Talking about boot issues, the idea of removing the option to get to the advanced boot loader with a key press is really fucking annoying. Being really annoying to power users for no good reason seems to be a theme in Windows 10, as I’ve found.

The new start menu

In short: it sucks. I tried living with it for a few hours, but its refusal to reliably index manually created desktop application shortcuts in its search makes it completely unusable to me. Good thing I bought two StartIsBack licenses back then, and great on the author for having a perfectly up-to-date and fully compatible version out with the Windows 10 release.

Look, it’s a beautiful start menu with actually working indexing for desktop applications and lots of neat functionality!

Program incompatibilities

Let’s start with an amusing one: Skype would crash every time I logged out of Windows 10. The amusing part here is that Skype is now owned by MS, so’ you’d assume that they’d get compatibility right. After a lot of googling, it’s apparently an issue where the sound driver gets unloaded before skype does, and it crashes when trying to play the logout sound. Go figure. The fix is to disable that sound.

There are also various incompatibilities with DirectX pre-9 games and fullscreen mode, resulting in flickering. In most cases I’ve encountered, forcing borderless windowed mode seems to work around those.

What’s nice is that it seems GeDoSaTo is compatible with Windows 10 out of the box, and so is PtBi.

Strange stuff happening to CPU usage

This has been a sporadic issue that seems to have stopped completely now, but for a while I was getting completely nonsensical CPU usage reports in task manager.

Apparently, my CPU was giving its all at 124%.

In complete idle state, my CPU was apparently running at ~30%. At least according to the new “Processes” view in task manager. “Details” was showing 97%-99% idle, and Process Explorer, which I trust more than both of them, agreed.

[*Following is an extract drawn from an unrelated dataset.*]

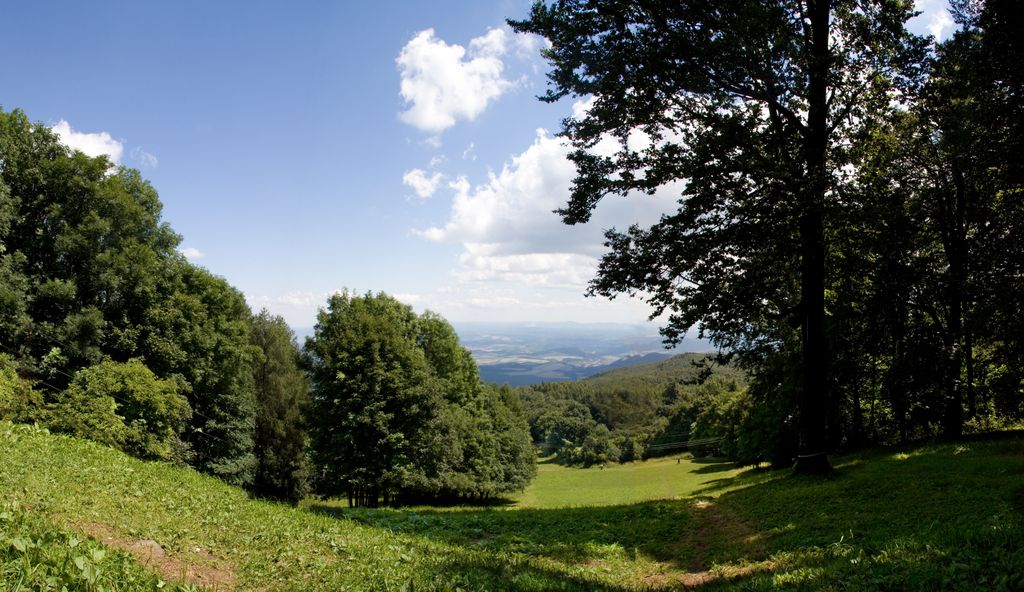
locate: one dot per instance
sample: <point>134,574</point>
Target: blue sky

The “Appification” of general tools & Photoviewer

In the process of converting general windows default utilities to “apps”, it seems that almost invariably functionality is lost — often important functionality. The new “Photos” app apparently can’t even show images at 100% zoom with a simple click, and mouse wheel zoom is completely broken. I find that unacceptable.

Luckily, Windows 10 still ships with the old Photo Viewer. Because it’s MS though, that Photo Viewer is not an executable but rather a dll which needs to be hosted and invoked somewhere, so it’s hard to associate with images in Windows 10. To work around this I’ve created PhotoviewerWow.exe. It merely invokes the existing .dll, and should work on Windows 10 64 bit installations. Just put it somewhere permanent and you can easily associate it directly with image files. (The name is a homage to the insane hoops MS jumps through to run Windows32 on Windows64, since I also had to jump through hoops to run a standard Windows feature on the new Windows)

Another thing about appification that might be even more worrying is that apparently you aren’t even trusted – as an administrator no less – to look at your own apps’ files (hidden away in “Program Files/WindowsApps”). That’s just ridiculous. And worrying.

Improvements?

Well, I guess the new built-in virtual desktop support is neat, and they chose exactly the keyboard shortcuts for it that I would have chosen intuitively (Win+Ctrl+D, Win+Ctrl+Left/Right). So good job on that. And I also like the improvements to the “move window left and right” workflow, where it now shows you a selection of the remaining windows to move to the other half of the screen after you used Win+Left/Right to move one window. It’s also not quite as fugly as Windows 8, and it makes it rather easy to mostly ignore the entire app crap after installing StartIsBack.